Over the two days spent in Rio Gallegos I had booked flights to Cape Town, South Africa. The first would be from Ushuaia to Buenos Aires. With wind being the unknown it is here, I left myself plenty of time to complete the last leg to Ushuaia. As it was I had about a week to spare and spent a couple of days in Tolhuin at the foot of Lago Fagnano before finishing the last 60 miles. I found a Panaderia with Wi-Fi and worked on the blog, as well as spending time at camp finishing Nelson Mandela’s autobiography as a start to knowing something about South Africa. I was lucky to find an English version at a bookstore in El Chaltén. I spent one morning cleaning & lubing of the bike.
The last 60 miles to Ushuaia from Tolhuin are westerly for which there would usually be a headwind. With time to spare I waited a couple of days and had the extrodinary luck of almost no wind at all covering the last leg. Since El Chaltén the wind gods have treated me well.
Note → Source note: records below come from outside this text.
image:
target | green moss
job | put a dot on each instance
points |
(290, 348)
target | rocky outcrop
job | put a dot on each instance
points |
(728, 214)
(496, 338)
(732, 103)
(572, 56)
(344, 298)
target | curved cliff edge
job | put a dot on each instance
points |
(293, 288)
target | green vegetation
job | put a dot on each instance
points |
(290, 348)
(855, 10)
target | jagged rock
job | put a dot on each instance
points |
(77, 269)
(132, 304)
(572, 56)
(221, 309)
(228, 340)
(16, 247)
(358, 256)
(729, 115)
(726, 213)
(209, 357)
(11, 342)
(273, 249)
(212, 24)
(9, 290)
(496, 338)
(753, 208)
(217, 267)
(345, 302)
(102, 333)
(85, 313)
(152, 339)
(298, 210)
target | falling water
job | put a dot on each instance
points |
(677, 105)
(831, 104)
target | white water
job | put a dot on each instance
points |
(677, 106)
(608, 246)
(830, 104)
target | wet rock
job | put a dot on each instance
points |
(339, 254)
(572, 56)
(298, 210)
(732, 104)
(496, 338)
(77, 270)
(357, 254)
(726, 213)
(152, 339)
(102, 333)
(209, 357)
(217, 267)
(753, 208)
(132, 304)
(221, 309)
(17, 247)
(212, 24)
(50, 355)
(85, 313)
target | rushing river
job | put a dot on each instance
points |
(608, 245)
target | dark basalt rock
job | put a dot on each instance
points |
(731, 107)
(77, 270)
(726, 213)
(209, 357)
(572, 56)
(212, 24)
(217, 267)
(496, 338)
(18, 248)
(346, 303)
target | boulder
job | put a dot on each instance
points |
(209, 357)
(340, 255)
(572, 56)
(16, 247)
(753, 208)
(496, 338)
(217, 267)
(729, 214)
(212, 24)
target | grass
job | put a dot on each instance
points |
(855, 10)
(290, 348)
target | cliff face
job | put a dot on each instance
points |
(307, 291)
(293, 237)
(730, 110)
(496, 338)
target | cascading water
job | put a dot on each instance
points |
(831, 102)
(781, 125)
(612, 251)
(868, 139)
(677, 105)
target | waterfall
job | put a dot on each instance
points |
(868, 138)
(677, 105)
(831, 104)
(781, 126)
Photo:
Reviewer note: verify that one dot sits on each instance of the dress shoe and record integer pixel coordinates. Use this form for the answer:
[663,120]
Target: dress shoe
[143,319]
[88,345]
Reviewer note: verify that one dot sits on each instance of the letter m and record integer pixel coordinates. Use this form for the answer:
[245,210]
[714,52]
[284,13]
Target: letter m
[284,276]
One of the tasks I wanted to complete in Ushuaia was to find a machine shop that could make a tool that would allow me to adjust a stubborn bottom bracket bearing. The last adjustment was in Bogotá, Colombia and I cringed while this well meaning kid drove the bearing cup around with a hammer and a punch. The crank arms were a bit loose again (bearings have worn evenly, but need replacing which I’ll do in Cape Town where hopefully I can find non-metric bearing balls). I asked around and found Diego Otamendi’s shop and he built the perfect tool for me at a very reasonable price. His daughter, Andrea, interpreted and it was fun to spend time there.